A rocket scientist adventurer ponders what will kill you

I’m like a pinball in a pinball machine. I get knocked about a lot. I have been highly entertained and challenged by this, engaging in near-impossible tasks as an engineer on the aerospace frontier. Even better, bouncing around my somewhat eccentric career, I have met some of the most extraordinary people.

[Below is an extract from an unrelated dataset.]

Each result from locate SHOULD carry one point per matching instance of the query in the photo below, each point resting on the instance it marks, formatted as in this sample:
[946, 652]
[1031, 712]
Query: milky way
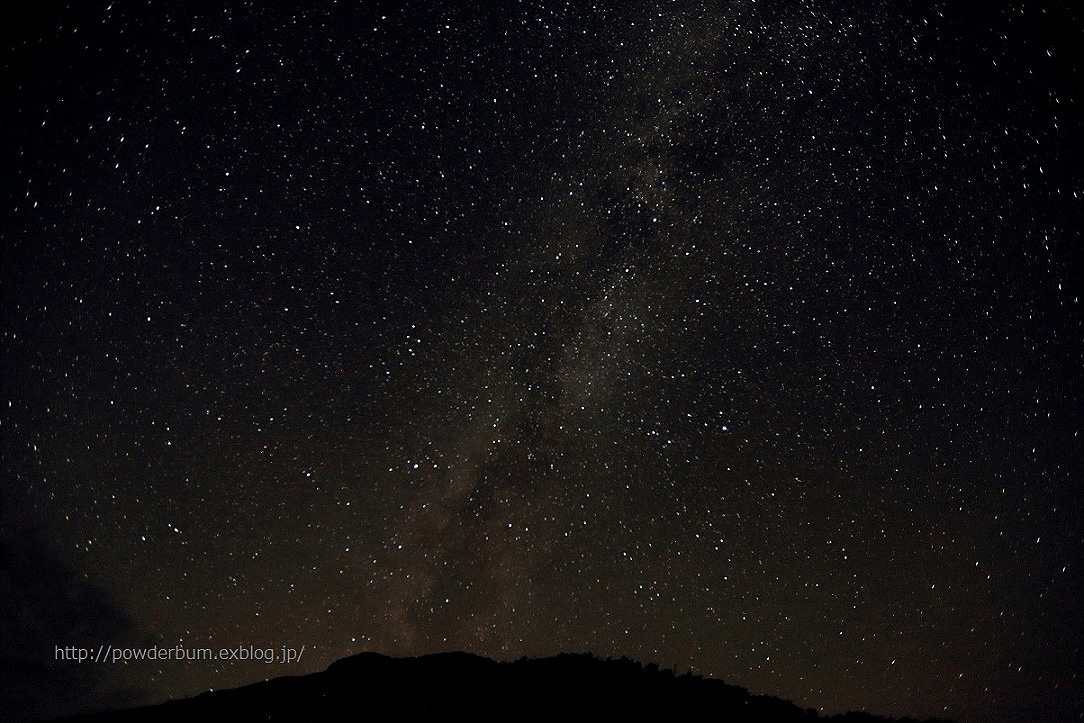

But sometimes being a pinball hurts — a lot! One evening as I arrived home from work, I knew something was wrong. My wife, Sarah, did not sing out her usual sweet greeting. She just sat quietly. She got up, took a few steps, and collapsed. Her heart had stopped. Despite 911, I knew then that she was forever gone. There is no need to elaborate. If you have had such an experience, I need say nothing; you know. If not, there are no words.

Pinball

Pinball

My grief took an unexpected turn. I found comfort in writing. I started writing stories of the adventures I had experienced before I met Sarah. She knew those stories, of course, and liked them. There were also the adventures that we, together, had shared. As I wrote I began to think of these true stories as letters to Sarah, wherever she might now be. It helped that as the words flowed, I felt I was speaking to Sarah. She helped me recover.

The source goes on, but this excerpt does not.